How we built an engine that understands shallow work vs deep work

Hi folks, I m Nischey, Co-Founder and CTO of Invide

Invide is a community of 15000 remote developers est. 2016, we run various free growth programs and conferences notably Git Commit Show for devs from remote areas

Today I will provide you a sneak-peak through the technology implemented at Invide for Deep Work analytics. Invide has launched a product called Developer Diary, which is used for encouraging deep work in software engineering and cutting down distractions. Developer Diary also provides you detailed analytics on what areas you worked on, how much time was deep work time, how much time was idle, etc. But, first

What is Deep Work?

“Deep Work” is a term popularized by Prof. Cal Newport in his book “Deep Work - Rules for Focused Success in a Distracted World. An excerpt from his book

“Deep work is the ability to focus without distraction on a cognitively demanding task. It’s a skill that allows you to quickly master complicated information and produce better results in less time. Deep work will make you better at what you do and provide a sense of true fulfillment that comes from craftsmanship. In short, deep work is like a superpower in our increasingly competitive 21st-century economy. And yet, most people have lost the ability to go deep—spending their days instead in a frantic blur of e-mail and social media, not even realizing there’s a better way.”

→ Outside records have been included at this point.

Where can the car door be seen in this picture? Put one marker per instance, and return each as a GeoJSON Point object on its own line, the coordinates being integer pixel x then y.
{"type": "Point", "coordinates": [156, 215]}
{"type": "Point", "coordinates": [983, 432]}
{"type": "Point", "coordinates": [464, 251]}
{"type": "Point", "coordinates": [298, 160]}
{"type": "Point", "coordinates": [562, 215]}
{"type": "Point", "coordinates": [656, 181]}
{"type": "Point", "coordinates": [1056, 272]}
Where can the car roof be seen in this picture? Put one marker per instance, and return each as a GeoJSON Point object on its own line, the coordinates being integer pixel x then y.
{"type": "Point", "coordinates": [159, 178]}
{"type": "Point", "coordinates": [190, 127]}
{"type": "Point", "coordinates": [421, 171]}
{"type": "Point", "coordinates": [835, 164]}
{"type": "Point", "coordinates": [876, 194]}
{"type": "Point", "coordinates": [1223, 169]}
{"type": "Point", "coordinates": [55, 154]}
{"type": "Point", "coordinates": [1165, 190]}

How does Invide distinguish between Deep Work vs Shallow Work?

Screenshot of the app

Developer Diary is a desktop app that provides a feature of Deep Work analytics. When you use this feature(by clicking "start focused work" and permitting it to analyze work), it collects basic information about a work session: the title of the currently open window and the application name. To ensure the privacy of the user, it does not collect any other data. By design, it proactively restricts any access to other data that would be privacy intrusive even if it would have made the analysis work easier. The challenge is

“With just window titles and application name, we have to compute the category of the work accurately(coding, documentation, coding research, personal, etc.), the probability that it's part of deep work, etc. Determining this requires an understanding of the semantics of the language. For example, if I'm watching “Java tutorial - Youtube”, most likely I m working on coding related research and it should be part of productive work, whereas if I'm watching a politics related meme video, it should be marked as personal work.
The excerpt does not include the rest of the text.